Please Let Me End a Sentence with a Preposition

Note to readers:  We will be working to improve this site and making it more reflective of who we are and what we find to be important.  I like basketball, and I like the effect it can have on people.  But the Augusta Metros (more on that name and that community to come) community values much more than basketball only.  We began this site with the goal of making it an online place for the people in our community to talk and write and create media that shares our beliefs about citizenship and making our respective ways in the world.  So if you think this post (and this one) is out of place for this site, I hope the site will change into something that appears to be the right home for it.  (But don't think I am abandoning basketball.  Far from that!)

Whether I am posting something on this site, writing an email, updating a social media account, speaking, or writing a text message, I try to communicate effectively.  Proper grammar and usage is important.  When people read misspelled words or incorrect grammar, they form an opinion about the source and often discredit the content of the message because of the improper form.  So while writing a recent post and ending a sentence by referring to "the players I work with," the mental alarms went off alerting me not to end the sentence with a preposition.
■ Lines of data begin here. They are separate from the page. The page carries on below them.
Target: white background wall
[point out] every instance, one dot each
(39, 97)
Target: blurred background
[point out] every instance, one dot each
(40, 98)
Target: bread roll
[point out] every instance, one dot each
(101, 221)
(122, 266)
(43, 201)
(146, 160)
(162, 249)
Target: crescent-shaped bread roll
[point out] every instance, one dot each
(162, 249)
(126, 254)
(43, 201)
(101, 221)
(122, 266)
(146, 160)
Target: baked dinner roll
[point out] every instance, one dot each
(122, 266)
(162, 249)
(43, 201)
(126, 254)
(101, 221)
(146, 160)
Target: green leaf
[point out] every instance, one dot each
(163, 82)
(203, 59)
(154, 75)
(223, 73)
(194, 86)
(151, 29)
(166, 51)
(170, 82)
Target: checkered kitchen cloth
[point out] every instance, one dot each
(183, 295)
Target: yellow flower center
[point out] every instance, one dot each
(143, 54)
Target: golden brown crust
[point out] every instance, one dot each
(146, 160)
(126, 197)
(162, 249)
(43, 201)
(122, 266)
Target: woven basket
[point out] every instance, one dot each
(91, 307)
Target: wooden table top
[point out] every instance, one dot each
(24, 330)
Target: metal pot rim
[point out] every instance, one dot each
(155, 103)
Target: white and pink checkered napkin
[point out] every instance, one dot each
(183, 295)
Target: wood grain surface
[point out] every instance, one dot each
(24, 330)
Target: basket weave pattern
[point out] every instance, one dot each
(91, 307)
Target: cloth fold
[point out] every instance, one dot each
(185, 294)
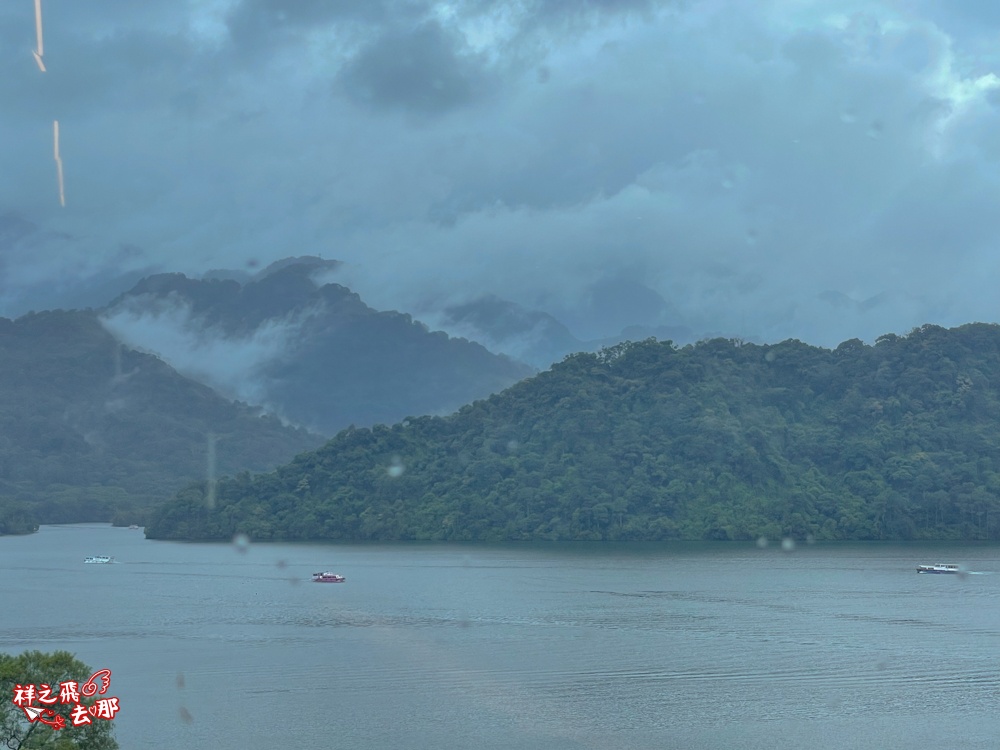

But the phrase "the players with whom I work" has never seemed natural or pleasant to the ear to me.  So I've been pleased to recently learn that ending a sentence with a preposition may not necessarily be bad form.  According to Oxford Dictionaries, the Grammar Girl, and Grammar Monster, the "rule" banning prepositions at the end of sentences is not believed to be valid by grammarians, the people who spend their lives on such matters.

But Mignon Fogarty's (the "Grammar Girl" herself) advice to not use this newly found freedom and wisdom to stop changing sentences into groups of words that sound funny together in order to follow this rule when composing a resume is instructive.  Writing effectively, and according the "rules," is important in gaining credibility.  Besides, the point of communicating is to convey a message.  And the message need not be tainted because the sender and the grammarian agree on a grammar rule while the receiver doesn't.

But William Strunk Jr.'s advice to first know the rules before breaking them may give hope to those of us who wish to spare our audience's ear by ending certain sentences with prepositions.  If we write well enough in all/most other circumstances, our readers may give us the benefit of the doubt when we break this "rule."